A dense, absorbing investigation into the medical community's exploitation of a dying woman and her family's struggle to salvage truth and dignity decades later.
In a well-paced, vibrant narrative, Popular Science contributor and Culture Dish blogger Skloot (Creative Writing/Univ. of Memphis) demonstrates that for every human cell put under a microscope, a complex life story is inexorably attached, to which doctors, researchers and laboratories have often been woefully insensitive and unaccountable. In 1951, Henrietta Lacks, an African-American mother of five, was diagnosed with what proved to be a fatal form of cervical cancer. At Johns Hopkins, the doctors harvested cells from her cervix without her permission and distributed them to labs around the globe, where they were multiplied and used for a diverse array of treatments.

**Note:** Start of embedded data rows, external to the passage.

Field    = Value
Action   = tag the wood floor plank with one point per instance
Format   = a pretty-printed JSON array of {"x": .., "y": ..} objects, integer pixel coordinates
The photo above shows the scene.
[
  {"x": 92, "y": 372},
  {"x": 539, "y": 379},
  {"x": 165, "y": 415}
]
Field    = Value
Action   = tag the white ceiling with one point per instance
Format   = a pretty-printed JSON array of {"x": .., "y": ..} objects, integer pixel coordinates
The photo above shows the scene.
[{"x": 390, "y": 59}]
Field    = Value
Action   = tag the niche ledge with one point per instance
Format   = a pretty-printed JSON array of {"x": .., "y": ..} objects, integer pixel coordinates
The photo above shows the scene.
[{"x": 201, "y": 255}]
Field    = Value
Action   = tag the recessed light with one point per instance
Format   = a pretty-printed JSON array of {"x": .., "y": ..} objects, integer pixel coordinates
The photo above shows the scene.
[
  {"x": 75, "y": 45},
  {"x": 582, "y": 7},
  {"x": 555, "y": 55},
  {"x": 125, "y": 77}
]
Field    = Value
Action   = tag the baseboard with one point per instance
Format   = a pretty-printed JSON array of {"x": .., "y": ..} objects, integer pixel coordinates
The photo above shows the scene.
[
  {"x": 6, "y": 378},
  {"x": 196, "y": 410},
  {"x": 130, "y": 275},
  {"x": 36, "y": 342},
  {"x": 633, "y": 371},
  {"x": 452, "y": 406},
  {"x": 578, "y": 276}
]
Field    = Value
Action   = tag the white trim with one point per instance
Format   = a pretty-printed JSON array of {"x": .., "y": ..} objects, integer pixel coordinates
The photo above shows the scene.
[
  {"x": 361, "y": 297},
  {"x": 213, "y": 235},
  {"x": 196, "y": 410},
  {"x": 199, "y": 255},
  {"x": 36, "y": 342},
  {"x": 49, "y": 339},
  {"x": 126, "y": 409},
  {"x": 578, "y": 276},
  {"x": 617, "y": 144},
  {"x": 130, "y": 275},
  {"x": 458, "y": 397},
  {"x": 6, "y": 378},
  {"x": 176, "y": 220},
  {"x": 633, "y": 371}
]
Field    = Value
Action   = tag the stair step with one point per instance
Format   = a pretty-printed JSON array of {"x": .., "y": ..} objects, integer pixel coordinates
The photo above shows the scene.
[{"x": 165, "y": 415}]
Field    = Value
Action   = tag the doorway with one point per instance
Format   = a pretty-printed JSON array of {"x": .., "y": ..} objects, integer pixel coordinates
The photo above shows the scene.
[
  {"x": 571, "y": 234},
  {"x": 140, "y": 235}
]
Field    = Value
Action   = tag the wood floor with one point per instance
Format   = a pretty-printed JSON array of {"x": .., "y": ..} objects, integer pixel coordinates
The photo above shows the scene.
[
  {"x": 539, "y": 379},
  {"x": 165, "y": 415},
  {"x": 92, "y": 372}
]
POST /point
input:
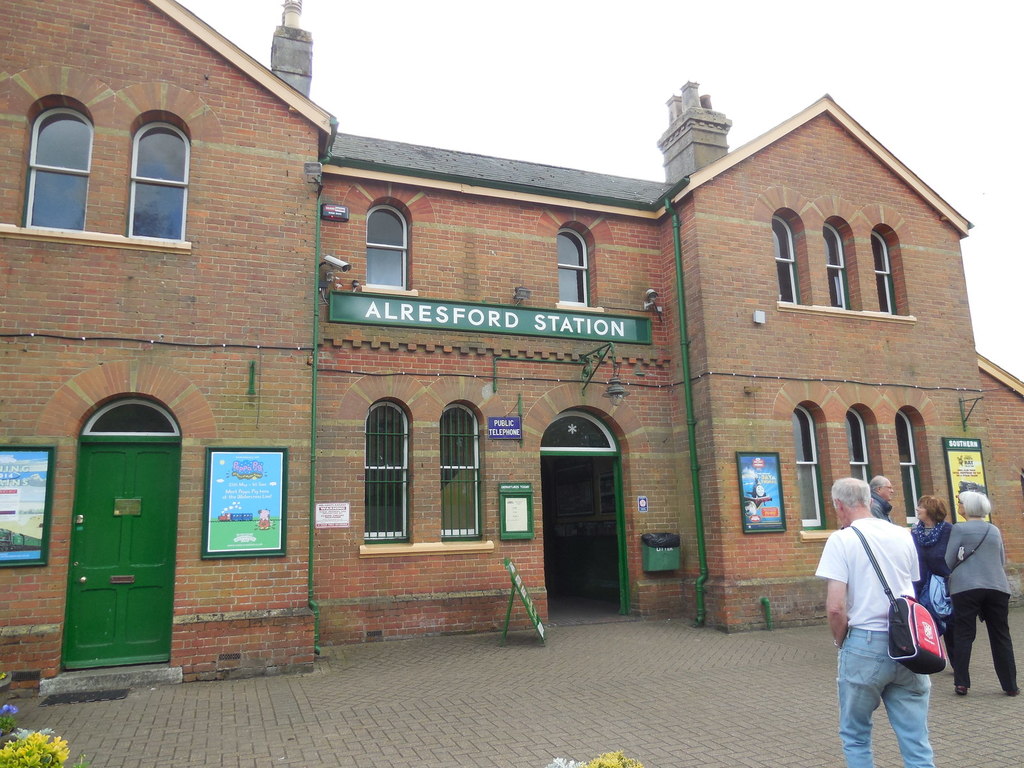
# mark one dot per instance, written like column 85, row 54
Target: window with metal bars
column 460, row 458
column 386, row 473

Known as HeLa cells, they became one of the world's most ubiquitous sources for medical research of everything from hormones, steroids and vitamins to gene mapping, in vitro fertilization, even the polio vaccine—all without the knowledge, must less consent, of the Lacks family. Skloot spent a decade interviewing every relative of Lacks she could find, excavating difficult memories and long-simmering outrage that had lay dormant since their loved one's sorrowful demise. Equal parts intimate biography and brutal clinical reportage, Skloot's graceful narrative adeptly navigates the wrenching Lack family recollections and the sobering, overarching realities of poverty and pre–civil-rights racism. The author's style is matched by a methodical scientific rigor and manifest expertise in the field.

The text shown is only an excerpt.